Introducendo delle modifiche ai Trattati di Roma, questi due Trattati danno vita alla condivisione del Potere di bilancio tra consiglio e parlamento.

Un'altra riforma da sottolineare è quella introdotta con il Trattato che modifica il Protocollo sugli Statuti per la banca europea degli investimenti. Firmato il 10 luglio del 1975, esso entrerà in vigore il 1° ottobre 1977 e conferisce ai governatori della banca il potere di modificare la definizione dell’Unità di conto e di stabilirne il metodo di conversione rispetto alle monete nazionali.

Queste riforme di bilancio sono state eseguite in una fase molto delicata della Politica mondiale. Nel 1973, un nuovo conflitto Israelo-Arabo-Palestinese avrebbe destabilizzato gli equilibri internazionali. A differenza delle altre controversie in Medioriente, questa sarebbe stata accompagnata dall’aumento dei prezzi del greggio con il quale i Paesi produttori volevano, da un lato, contestare il sostegno occidentale all’Israele e, allo stesso tempo, la fissazione di nuovi prezzi. Questa crisi ha prodotto una frattura tra gli Stati Uniti e i Paesi della Comunità Europea. Mentre Washington spingeva per la creazione di un fronte unico, gli Stati europei dialogavano in parallelo con i Paesi arabi. Fu proprio il dialogo euroarabo a incentivare diverse critiche da parte di Kissinger, il quale contestava l’incapacità della CEE di agire in modo coeso di fronte a una crisi che riguardava tutti.

Per quanto riguarda la fase di allargamento che gli anni Settanta portarono con sé, entreranno a far parte della CEE la Danimarca, l’Irlanda e il Regno Unito. La loro entrata sarà effettiva il 22 gennaio 1972 con la firma del Trattato di adesione in una cerimonia celebrata al Palazzo Egmont di Bruxelles. Il Trattato entrerà in vigore il 1° gennaio 1973 e trasformerà la CEE nella più grande potenza economica mondiale con una popolazione di 260.000.000 abitanti. L’ondata di questo allargamento contagia alcuni Paesi dell’EFTA come la Finlandia il Liechtenstein, il Portogallo, la Svezia e la Svizzera, i quali decidono di associarsi e allargare così il libero scambio a più aree dell’Europa.

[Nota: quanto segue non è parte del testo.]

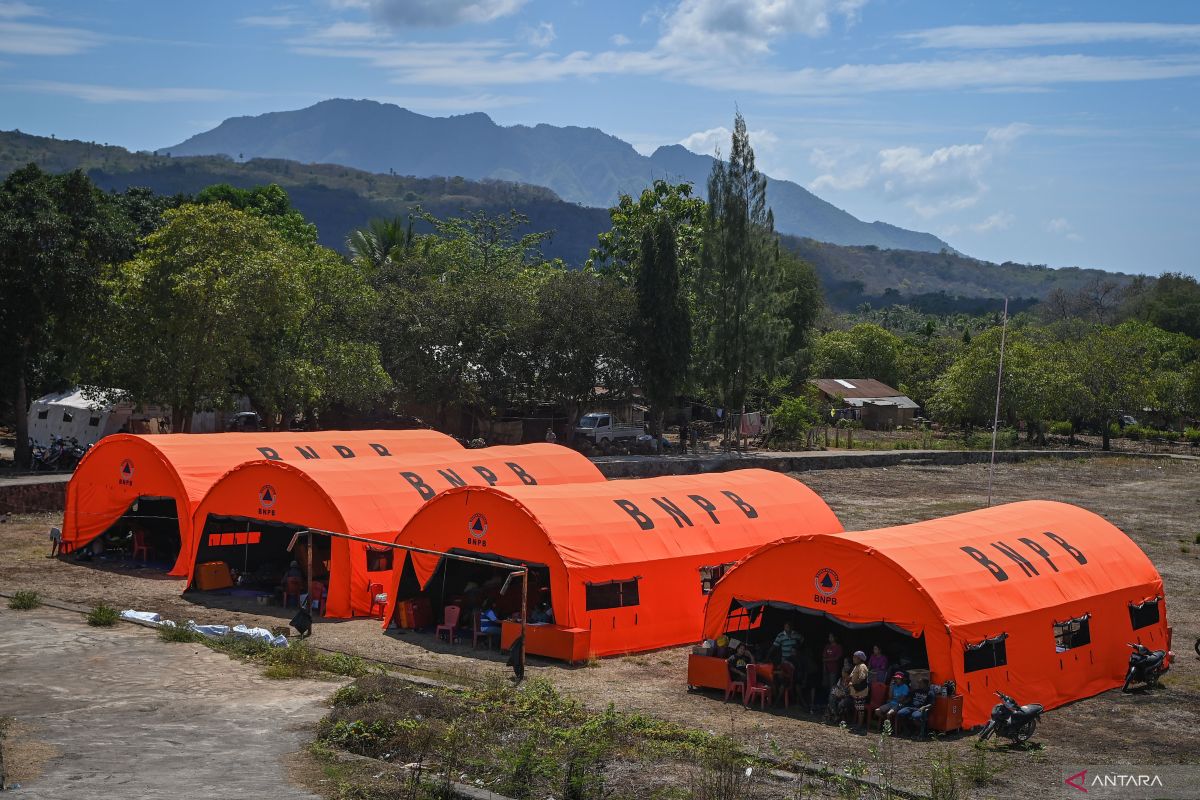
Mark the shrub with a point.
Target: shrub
(178, 633)
(24, 600)
(103, 617)
(1061, 428)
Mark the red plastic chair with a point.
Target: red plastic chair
(292, 588)
(375, 590)
(139, 546)
(735, 687)
(451, 621)
(317, 599)
(756, 689)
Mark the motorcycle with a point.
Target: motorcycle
(1012, 720)
(1146, 666)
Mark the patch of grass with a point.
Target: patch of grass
(178, 633)
(103, 617)
(24, 601)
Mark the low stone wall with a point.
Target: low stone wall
(28, 497)
(799, 462)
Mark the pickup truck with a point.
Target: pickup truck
(603, 429)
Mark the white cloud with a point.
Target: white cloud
(29, 38)
(1048, 34)
(436, 13)
(541, 35)
(277, 20)
(101, 94)
(18, 10)
(738, 28)
(930, 182)
(1062, 227)
(999, 221)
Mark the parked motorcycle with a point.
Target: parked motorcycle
(1012, 720)
(1146, 666)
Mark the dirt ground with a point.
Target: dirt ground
(119, 714)
(1156, 501)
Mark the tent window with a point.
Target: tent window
(985, 655)
(711, 575)
(1072, 633)
(379, 560)
(617, 594)
(1144, 614)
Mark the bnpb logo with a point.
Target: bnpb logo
(267, 498)
(477, 529)
(827, 584)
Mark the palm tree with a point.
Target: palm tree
(379, 244)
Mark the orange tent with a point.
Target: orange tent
(371, 499)
(179, 468)
(1032, 599)
(631, 559)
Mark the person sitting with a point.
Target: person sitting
(738, 663)
(543, 614)
(917, 708)
(879, 666)
(789, 643)
(859, 686)
(898, 697)
(839, 704)
(489, 623)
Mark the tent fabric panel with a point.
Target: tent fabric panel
(99, 493)
(659, 530)
(918, 576)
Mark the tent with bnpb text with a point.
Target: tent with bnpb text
(628, 561)
(1036, 600)
(154, 482)
(251, 513)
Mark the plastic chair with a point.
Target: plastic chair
(317, 599)
(450, 623)
(139, 546)
(375, 590)
(877, 697)
(735, 687)
(478, 633)
(293, 587)
(756, 689)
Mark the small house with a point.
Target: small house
(874, 403)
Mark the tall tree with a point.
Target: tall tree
(55, 235)
(738, 280)
(664, 320)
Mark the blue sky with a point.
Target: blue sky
(1061, 133)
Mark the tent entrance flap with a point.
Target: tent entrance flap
(258, 551)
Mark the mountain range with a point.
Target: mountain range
(339, 199)
(583, 166)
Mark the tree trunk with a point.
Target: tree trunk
(21, 409)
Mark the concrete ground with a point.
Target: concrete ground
(115, 713)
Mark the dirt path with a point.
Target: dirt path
(119, 714)
(1156, 501)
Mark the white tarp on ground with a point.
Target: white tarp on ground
(215, 631)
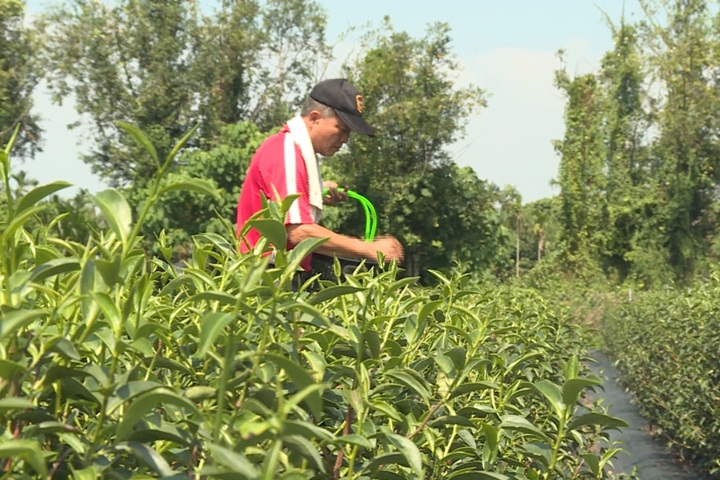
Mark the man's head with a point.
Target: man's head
(334, 108)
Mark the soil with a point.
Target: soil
(641, 450)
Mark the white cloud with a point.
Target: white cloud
(510, 142)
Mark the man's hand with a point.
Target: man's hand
(334, 195)
(390, 247)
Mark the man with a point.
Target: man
(286, 164)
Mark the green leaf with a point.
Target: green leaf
(158, 398)
(116, 212)
(457, 355)
(490, 448)
(307, 430)
(64, 347)
(600, 419)
(573, 388)
(479, 476)
(387, 409)
(355, 439)
(148, 455)
(15, 403)
(199, 393)
(236, 462)
(273, 230)
(168, 433)
(88, 473)
(19, 220)
(451, 420)
(109, 309)
(181, 143)
(391, 458)
(57, 266)
(412, 380)
(128, 391)
(474, 387)
(15, 320)
(193, 185)
(540, 451)
(521, 424)
(8, 368)
(27, 450)
(304, 448)
(141, 139)
(302, 379)
(552, 393)
(212, 326)
(333, 292)
(38, 193)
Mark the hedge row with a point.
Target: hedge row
(667, 346)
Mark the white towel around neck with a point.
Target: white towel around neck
(299, 134)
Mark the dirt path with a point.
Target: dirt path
(642, 451)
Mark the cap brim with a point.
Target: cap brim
(356, 123)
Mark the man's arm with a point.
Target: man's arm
(345, 246)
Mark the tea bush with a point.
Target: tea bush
(667, 346)
(118, 365)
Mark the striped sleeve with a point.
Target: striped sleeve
(292, 178)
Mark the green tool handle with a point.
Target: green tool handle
(370, 213)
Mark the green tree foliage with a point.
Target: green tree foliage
(687, 148)
(581, 173)
(182, 214)
(167, 66)
(631, 186)
(440, 212)
(18, 77)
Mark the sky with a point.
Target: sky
(506, 47)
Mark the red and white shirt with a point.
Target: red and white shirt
(277, 170)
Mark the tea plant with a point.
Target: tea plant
(114, 364)
(666, 345)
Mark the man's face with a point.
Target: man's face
(328, 134)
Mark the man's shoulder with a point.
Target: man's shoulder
(275, 140)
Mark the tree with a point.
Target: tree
(406, 170)
(181, 213)
(164, 66)
(581, 176)
(18, 78)
(687, 149)
(632, 189)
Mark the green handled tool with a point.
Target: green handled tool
(370, 213)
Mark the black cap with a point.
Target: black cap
(346, 102)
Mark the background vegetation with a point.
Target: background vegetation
(638, 175)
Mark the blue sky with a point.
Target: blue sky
(507, 47)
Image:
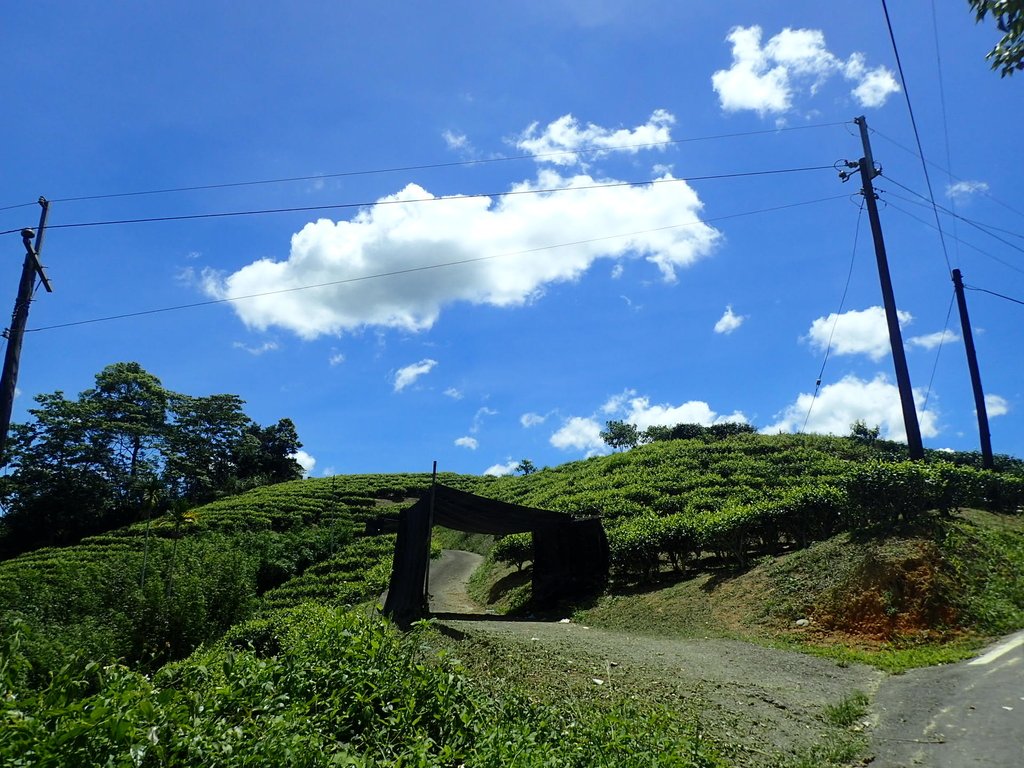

L’allargamento suscita particolare interesse ad Est. Anziché condannare, Mosca ne prende atto con aria di rassegnazione e auspica che la CEE sia in grado di interloquire con i membri della COMECOM. D’altra parte, benché gli USA rimangano ispiratori in primo piano dell’integrazione europea, Kissinger avverte sull’ostilità che si pone di manifesto con un mercato unico che, a suo avviso, risulta aperto agli Stati mediterranei e africani ma ostile agli Stati Uniti. Dinanzi alla crescita della CEE, gli USA iniziano a sollecitare un maggior equilibrio tra gli alleati.

 

Nel prossimo episodio verrà trattata la peculiare situazione interna dell’Italia tra la fine degli anni Sessanta e per tutti gli anni Settanta, e del suo rapporto con l’Europa durante questo periodo travagliato.

 

Estefano Soler

CIVITAS EUROPA - Divisione Relazioni Internazionali

 

Note:

[1] Questo accordo si pone in continuità con quello proposto dal suo predecessore nel 1962 e con il Kennedy Round e il suo scopo era quello di favorire i rapporti economici interstatali.

[2] Decisione 70/243/CECA, CEE, Euratom del Consiglio relativa alla sostituzione dei contributi fi nanziari degli Stati membri con risorse proprie (21 aprile 1970).